Extracts metadata from standard HTML <meta> tags and other head elements.

import { createScraper, metaTags } from 'web-meta-scraper';
 
const scraper = createScraper({ plugins: [metaTags] });

Extracted fields:

Field	Source
`title`	`<title>` tag
`description`	`<meta name="description">`
`keywords`	`<meta name="keywords">` (parsed as array)
`author`	`<meta name="author">`
`favicon`	`<link rel="icon">` or `<link rel="shortcut icon">`
`canonicalUrl`	`<link rel="canonical">`

Open Graph

Extracts Open Graph (opens in a new tab) protocol metadata from og: meta tags.

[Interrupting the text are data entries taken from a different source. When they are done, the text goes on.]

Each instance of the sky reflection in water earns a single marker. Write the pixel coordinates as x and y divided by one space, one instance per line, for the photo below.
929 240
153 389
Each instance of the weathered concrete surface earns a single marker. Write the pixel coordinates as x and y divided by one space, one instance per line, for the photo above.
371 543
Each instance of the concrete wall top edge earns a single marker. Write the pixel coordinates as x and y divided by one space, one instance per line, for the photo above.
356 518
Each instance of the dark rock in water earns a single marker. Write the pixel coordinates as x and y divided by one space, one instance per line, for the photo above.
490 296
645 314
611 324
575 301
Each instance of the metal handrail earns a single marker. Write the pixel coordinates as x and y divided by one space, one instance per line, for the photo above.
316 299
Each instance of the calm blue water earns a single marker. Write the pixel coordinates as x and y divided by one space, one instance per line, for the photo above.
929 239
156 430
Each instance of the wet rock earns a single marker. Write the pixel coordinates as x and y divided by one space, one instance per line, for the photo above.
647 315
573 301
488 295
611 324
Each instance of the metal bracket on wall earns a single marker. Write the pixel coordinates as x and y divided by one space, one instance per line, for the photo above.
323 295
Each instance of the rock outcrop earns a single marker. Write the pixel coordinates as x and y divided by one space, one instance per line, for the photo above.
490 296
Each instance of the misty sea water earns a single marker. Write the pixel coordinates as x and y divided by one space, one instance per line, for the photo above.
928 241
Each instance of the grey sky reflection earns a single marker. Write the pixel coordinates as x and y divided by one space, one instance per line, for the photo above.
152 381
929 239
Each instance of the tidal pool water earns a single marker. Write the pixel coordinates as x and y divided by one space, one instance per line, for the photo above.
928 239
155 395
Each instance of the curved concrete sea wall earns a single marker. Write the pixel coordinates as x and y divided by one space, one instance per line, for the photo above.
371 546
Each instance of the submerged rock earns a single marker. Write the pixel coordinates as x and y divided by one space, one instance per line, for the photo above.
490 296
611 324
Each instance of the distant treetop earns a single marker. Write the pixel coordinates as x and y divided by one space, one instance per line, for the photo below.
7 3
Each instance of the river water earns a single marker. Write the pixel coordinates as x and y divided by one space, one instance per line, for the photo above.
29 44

import { createScraper, openGraph } from 'web-meta-scraper';
 
const scraper = createScraper({ plugins: [openGraph] });

Extracted fields:

Field	Source
`title`	`og:title`
`description`	`og:description`
`image`	`og:image`
`url`	`og:url`
`type`	`og:type` (`website`, `article`, `profile`, `book`, `music`, `video`)
`siteName`	`og:site_name`
`locale`	`og:locale`

Twitter Cards

Extracts Twitter Cards (opens in a new tab) metadata from twitter: meta tags.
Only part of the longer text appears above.